The development of Western society over the past 300 years has occurred against a backdrop of racist domination, in which people of color were (and are) deliberately excluded from political and economic rights reserved for those persons deemed “white” (as distinct from European ancestry). All men might be created equal, but this normative equality didn’t extend to black or native Americans, just as it didn’t extend to those in South America, just as it didn’t extend to Africans or South Asians under colonial rule, just as it didn’t extend to Southeast Asians under the same. It’s how the same men who preached freedom could justify slavery and native extermination, how those who defended liberty could starve millions.

This racial hierarchy is still with us and still powerful, albeit attenuated in the face of broad taboos and the dismantling of official white supremacy. It continues to shape larger beliefs about citizenship and inclusion. Who really counts as an American? Who really counts as a Briton? Look no further than Trump’s attacks on Gonzalo Curiel, the American-born judge in the case against Trump University. For Trump, Curiel is a “Mexican,” and thus not American enough to be dispassionate in his judgment. Or, for an older vintage, see the brief right-wing push to end “birthright citizenship” in the United States.

In the United States, “whiteness” was the key to unlocking a broad array of social and economic benefits, provided to you as long as you could find the door (this despite the courageous work of leftists and radicals, black and white, in challenging those racial barriers). The same was true of other Western nations, where whiteness was a necessary (but not the only) factor in gaining access to new entitlements of citizenship.

It’s not hard to see how global capitalism and the elevation of financial markets have transformed the world over the past 30 years, upending our societies in ways we’re still trying to grapple with. What’s less obvious is the extent to which global capitalism has also upended racial hierarchies by degrading whatever material benefits accrue to those deemed “white.” For as much as capitalist economies entrench racial inequality, the logic of capital doesn’t especially care. It will impoverish black, white, and brown all the same.

Trump supporters are largely white Americans. Brexit backers are largely white Britons. And on both sides, they’re older, often elderly. In addition to everything else—all of the particular concerns of particular communities in the United States and the United Kingdom—we are witnessing a backlash to the weakening of a hierarchy that gave real status to people at the top, that protected them from the whims of capital or gave them prime social status as the expense of nonwhites.

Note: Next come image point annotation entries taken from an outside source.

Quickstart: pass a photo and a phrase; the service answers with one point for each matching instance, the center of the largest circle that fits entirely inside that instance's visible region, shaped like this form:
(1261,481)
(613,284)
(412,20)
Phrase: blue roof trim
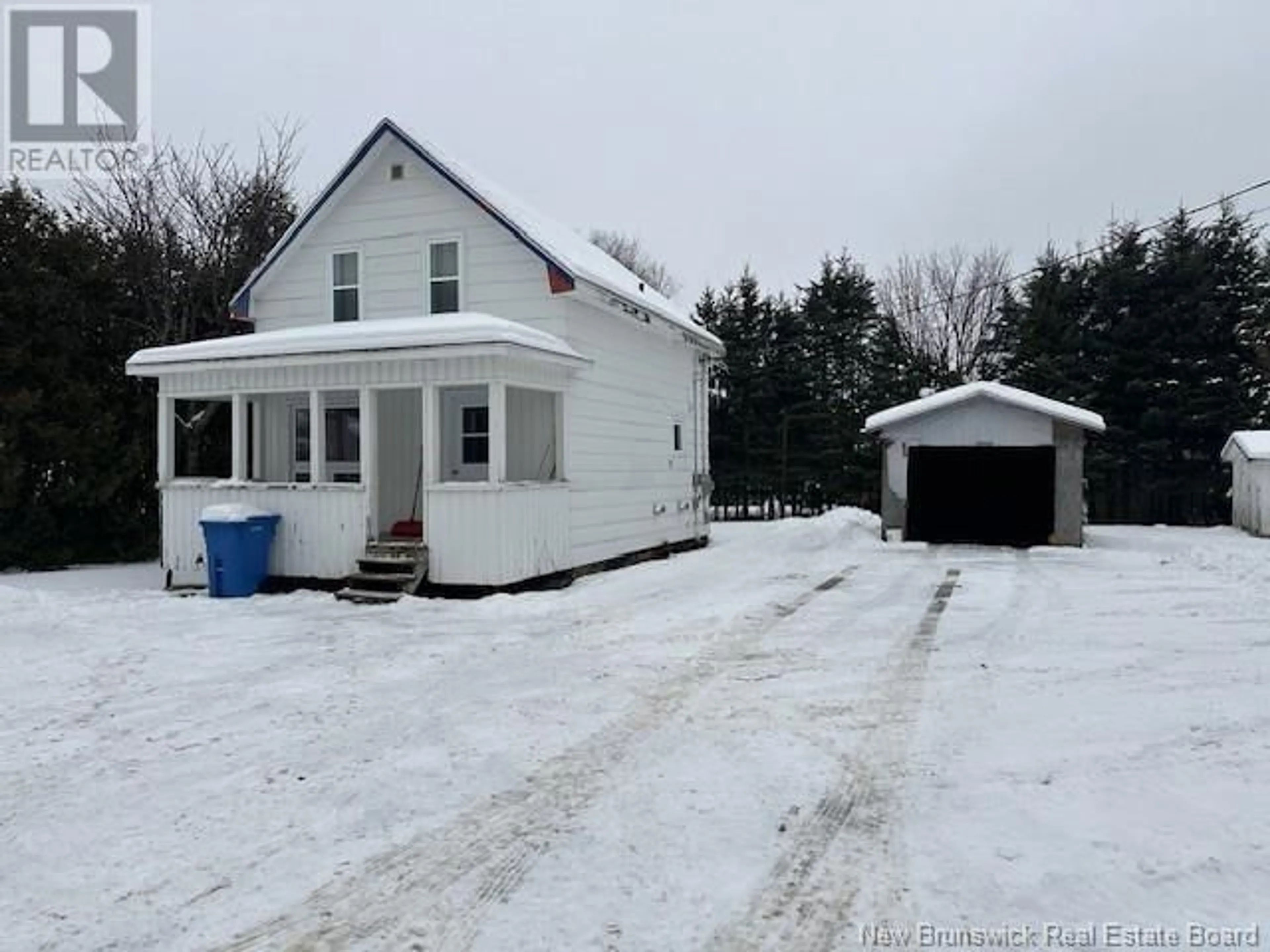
(240,306)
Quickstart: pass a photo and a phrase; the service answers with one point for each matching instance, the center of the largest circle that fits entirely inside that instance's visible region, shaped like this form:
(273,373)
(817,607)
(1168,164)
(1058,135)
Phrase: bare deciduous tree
(630,253)
(190,225)
(947,305)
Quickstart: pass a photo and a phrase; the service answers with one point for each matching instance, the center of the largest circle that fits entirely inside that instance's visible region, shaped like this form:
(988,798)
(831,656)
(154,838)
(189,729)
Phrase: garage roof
(986,390)
(1255,445)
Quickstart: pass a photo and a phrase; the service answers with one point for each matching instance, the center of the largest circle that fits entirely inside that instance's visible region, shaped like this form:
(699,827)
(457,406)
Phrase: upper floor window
(444,277)
(346,286)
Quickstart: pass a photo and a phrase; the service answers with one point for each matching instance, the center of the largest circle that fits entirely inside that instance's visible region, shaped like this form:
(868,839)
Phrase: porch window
(343,445)
(476,435)
(465,435)
(444,277)
(346,286)
(532,436)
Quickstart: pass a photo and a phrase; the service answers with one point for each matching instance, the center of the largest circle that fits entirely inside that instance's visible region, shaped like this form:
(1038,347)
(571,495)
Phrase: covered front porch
(446,429)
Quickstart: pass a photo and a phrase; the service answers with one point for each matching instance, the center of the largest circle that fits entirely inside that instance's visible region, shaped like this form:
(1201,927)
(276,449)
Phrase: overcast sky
(724,134)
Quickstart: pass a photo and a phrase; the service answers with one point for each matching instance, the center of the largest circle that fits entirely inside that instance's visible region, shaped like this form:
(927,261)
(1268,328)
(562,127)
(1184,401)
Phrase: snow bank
(837,530)
(232,512)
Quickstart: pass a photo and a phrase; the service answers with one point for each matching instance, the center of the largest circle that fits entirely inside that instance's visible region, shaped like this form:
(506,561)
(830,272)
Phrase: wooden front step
(389,571)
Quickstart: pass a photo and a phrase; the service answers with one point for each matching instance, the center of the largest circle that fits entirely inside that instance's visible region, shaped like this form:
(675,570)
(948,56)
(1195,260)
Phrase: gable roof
(986,390)
(1254,445)
(568,256)
(389,334)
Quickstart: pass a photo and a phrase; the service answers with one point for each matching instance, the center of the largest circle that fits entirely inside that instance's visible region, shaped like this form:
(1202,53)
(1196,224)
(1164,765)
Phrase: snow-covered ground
(774,743)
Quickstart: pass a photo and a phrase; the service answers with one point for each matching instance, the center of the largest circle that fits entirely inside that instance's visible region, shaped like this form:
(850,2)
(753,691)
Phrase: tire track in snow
(810,893)
(432,894)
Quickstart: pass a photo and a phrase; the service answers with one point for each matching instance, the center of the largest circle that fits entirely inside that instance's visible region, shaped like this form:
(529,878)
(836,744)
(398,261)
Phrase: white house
(1249,455)
(525,398)
(985,462)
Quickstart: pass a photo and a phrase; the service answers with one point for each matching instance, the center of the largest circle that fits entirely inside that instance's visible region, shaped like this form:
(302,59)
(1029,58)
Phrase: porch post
(238,435)
(497,432)
(430,450)
(257,417)
(167,438)
(317,437)
(367,454)
(430,442)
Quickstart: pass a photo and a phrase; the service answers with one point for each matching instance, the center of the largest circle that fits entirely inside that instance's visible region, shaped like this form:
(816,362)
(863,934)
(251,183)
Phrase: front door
(465,435)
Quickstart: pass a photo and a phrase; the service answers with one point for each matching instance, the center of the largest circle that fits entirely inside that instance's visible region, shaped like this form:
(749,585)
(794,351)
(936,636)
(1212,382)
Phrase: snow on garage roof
(1255,445)
(986,390)
(558,246)
(351,337)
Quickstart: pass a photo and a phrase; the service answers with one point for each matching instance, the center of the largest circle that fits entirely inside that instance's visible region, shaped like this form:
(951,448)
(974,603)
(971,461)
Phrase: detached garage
(1249,455)
(985,464)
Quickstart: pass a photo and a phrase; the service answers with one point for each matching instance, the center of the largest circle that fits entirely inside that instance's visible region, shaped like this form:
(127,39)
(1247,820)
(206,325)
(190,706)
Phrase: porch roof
(437,336)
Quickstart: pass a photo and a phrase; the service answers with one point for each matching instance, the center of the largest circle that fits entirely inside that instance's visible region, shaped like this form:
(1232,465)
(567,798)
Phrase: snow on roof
(392,334)
(557,243)
(1255,445)
(986,390)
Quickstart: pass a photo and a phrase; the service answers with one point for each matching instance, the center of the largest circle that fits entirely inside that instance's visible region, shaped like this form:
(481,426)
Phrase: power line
(1078,256)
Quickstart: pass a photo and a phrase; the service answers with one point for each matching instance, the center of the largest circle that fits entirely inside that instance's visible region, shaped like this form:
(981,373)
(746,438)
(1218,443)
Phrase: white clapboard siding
(322,534)
(483,535)
(390,224)
(629,485)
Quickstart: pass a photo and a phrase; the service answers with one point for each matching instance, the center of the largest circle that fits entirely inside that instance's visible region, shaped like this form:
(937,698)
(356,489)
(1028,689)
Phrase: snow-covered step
(365,597)
(390,569)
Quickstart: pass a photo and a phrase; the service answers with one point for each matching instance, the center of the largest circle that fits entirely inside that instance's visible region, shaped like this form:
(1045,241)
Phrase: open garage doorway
(989,496)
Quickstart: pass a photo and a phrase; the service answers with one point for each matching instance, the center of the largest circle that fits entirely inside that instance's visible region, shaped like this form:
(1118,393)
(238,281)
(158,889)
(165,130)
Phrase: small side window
(346,286)
(444,277)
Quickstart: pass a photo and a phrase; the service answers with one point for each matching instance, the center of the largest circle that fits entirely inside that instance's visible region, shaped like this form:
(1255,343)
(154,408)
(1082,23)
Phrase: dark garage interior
(987,496)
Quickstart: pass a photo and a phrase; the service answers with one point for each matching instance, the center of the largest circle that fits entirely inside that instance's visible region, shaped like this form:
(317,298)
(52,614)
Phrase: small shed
(1249,455)
(985,464)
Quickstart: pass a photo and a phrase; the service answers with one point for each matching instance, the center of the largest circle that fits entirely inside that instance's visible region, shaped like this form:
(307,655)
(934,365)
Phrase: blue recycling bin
(238,554)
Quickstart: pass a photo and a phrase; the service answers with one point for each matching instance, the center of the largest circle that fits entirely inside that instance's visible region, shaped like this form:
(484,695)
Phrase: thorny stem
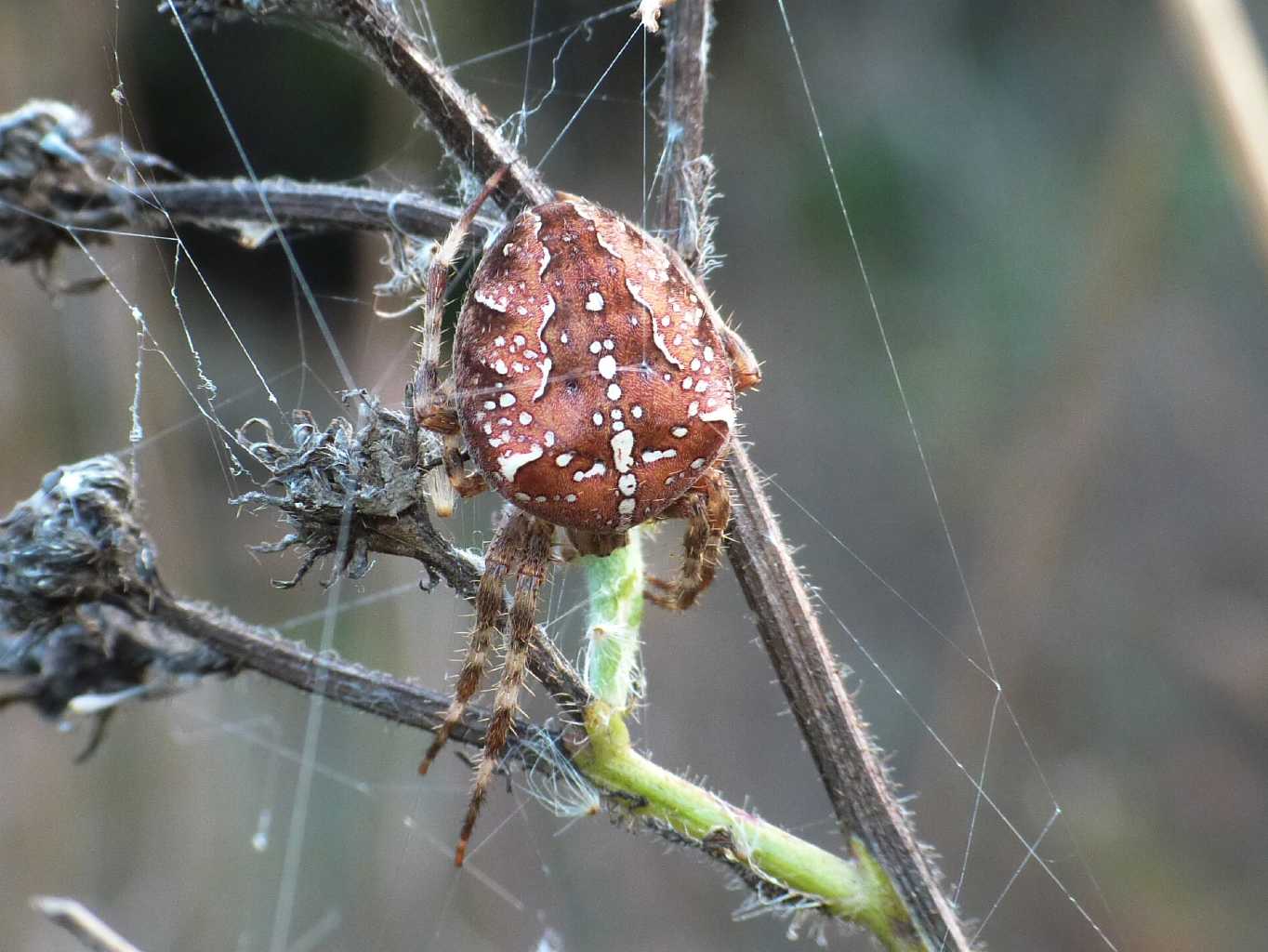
(793,871)
(613,667)
(849,760)
(855,780)
(786,872)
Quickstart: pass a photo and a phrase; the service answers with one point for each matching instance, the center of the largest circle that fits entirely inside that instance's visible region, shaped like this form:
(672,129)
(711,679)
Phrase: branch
(58,178)
(1228,60)
(86,623)
(847,760)
(376,30)
(849,766)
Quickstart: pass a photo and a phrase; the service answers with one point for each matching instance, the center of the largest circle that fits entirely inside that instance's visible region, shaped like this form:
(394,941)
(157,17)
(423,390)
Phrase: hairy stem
(613,666)
(849,762)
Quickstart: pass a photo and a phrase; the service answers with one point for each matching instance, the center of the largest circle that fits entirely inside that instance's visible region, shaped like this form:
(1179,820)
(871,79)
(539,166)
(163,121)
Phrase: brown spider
(594,387)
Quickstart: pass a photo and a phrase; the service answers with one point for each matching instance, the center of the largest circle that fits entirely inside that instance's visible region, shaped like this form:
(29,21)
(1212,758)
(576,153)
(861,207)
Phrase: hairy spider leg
(434,408)
(504,554)
(707,508)
(535,562)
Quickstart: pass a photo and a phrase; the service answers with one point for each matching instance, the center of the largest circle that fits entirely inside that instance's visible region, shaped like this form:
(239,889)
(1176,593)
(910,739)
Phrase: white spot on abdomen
(511,463)
(654,456)
(623,450)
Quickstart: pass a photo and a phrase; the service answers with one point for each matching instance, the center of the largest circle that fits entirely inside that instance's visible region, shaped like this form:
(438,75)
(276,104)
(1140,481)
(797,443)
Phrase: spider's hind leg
(707,508)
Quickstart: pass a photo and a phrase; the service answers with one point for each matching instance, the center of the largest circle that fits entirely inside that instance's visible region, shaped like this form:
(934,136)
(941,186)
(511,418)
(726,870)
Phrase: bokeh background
(1076,303)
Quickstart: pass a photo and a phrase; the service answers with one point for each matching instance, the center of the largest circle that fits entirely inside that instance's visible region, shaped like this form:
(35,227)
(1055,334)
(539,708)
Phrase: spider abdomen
(594,383)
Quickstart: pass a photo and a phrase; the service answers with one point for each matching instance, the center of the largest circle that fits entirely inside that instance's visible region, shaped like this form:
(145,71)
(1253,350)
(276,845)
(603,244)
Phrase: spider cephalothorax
(594,387)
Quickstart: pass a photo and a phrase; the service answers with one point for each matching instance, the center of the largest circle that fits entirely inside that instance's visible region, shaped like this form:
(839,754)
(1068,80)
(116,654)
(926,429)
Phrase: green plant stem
(613,655)
(795,872)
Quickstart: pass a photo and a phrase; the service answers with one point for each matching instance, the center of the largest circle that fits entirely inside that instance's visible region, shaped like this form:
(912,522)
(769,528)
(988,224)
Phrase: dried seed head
(594,383)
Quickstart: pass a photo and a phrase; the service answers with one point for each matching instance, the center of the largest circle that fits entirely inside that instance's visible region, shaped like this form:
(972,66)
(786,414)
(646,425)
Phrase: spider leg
(535,562)
(707,508)
(504,553)
(466,483)
(429,402)
(745,368)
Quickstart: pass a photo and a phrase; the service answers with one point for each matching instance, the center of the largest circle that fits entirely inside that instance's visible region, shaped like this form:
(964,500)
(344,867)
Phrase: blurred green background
(1076,304)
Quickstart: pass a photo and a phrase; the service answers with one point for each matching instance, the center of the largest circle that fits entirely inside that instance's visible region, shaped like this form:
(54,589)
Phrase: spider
(594,387)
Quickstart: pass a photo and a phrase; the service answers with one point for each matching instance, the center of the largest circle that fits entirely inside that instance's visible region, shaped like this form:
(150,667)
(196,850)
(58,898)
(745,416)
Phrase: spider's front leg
(501,558)
(434,406)
(707,508)
(533,536)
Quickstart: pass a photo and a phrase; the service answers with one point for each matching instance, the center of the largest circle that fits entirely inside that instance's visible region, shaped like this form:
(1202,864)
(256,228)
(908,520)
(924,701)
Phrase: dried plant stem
(299,205)
(869,814)
(80,921)
(1232,69)
(849,763)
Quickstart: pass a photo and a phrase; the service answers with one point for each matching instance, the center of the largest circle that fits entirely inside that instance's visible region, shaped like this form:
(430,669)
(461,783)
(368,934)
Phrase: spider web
(281,822)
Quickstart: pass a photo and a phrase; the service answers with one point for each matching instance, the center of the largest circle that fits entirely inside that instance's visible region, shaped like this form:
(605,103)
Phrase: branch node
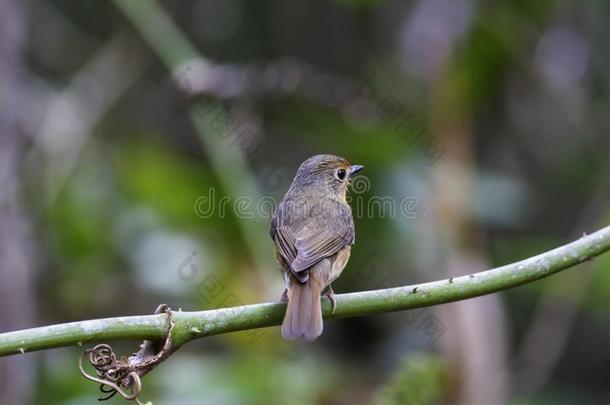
(124,375)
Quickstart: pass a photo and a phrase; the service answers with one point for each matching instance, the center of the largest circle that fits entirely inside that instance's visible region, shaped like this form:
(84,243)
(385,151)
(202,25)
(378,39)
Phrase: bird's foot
(284,297)
(331,297)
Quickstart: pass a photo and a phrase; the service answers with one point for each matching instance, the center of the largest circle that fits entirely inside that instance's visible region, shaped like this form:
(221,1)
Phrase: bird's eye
(341,174)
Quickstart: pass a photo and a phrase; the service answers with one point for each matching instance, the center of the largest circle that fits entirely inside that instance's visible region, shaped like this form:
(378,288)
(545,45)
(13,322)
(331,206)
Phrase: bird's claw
(331,297)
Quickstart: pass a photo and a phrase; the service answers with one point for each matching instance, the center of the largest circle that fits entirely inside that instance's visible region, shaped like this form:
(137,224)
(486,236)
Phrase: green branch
(193,325)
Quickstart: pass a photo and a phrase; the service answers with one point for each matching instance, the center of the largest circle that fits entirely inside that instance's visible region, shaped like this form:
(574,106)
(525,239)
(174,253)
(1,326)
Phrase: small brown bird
(313,231)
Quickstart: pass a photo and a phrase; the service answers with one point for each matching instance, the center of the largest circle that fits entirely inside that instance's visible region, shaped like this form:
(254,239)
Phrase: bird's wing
(322,235)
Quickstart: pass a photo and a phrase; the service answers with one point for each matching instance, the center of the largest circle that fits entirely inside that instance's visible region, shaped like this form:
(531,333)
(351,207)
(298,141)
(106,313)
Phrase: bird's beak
(355,169)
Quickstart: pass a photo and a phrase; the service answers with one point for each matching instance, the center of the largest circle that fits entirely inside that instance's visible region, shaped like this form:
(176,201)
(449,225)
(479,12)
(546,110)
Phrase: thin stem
(193,325)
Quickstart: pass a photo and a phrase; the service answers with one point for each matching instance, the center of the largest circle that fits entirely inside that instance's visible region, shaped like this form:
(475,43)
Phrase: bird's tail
(303,319)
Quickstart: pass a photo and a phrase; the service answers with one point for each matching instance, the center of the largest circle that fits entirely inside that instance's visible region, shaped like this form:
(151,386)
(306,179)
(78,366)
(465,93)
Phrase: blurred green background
(143,142)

There are a million caveats here, and I’m obviously flattening too many dynamics to name. But it’s important to place race at the center of this story, as part of the bundle of factors and trends and stories that are driving a new wave of nationalist anger from whites—or people deemed “white”—on both sides of the Atlantic. Both Trump and Brexit are part of an anti-elite backlash. But it’s not a backlash against the economic arrangement, per se. The older workers and pensioners who backed “Leave” are handing power to men of capital like Boris Johnson and Farage, a former commodities trader; the working and middle-class whites who back Trump, if they succeed, will hand power to a longtime financial elite, leading a party that bends fully to the prerogatives of financial elites. No, this is a backlash against the cosmopolitanism of those elites, against the belief that they broke the contract that upheld the relative social and economic status of people like them. If you’re on the left, this is a backlash for all the wrong reasons.

This is critical. In our fixation on these dislocated whites, we forget those that haven’t embraced backlash. And in the United States, at least, we forget that the world of disadvantaged working people includes millions of people of color. They too have been harmed—often irreparably—by the march of financial capitalism and the weakening of the social safety net (if they even had access to it). But they reject the overtures of demagogues. Which is a reminder that, for as much as workers are circumscribed by forces out of their control, they aren’t pawns of history. They can still make choices. Nativism is one choice. We don’t have to respect it.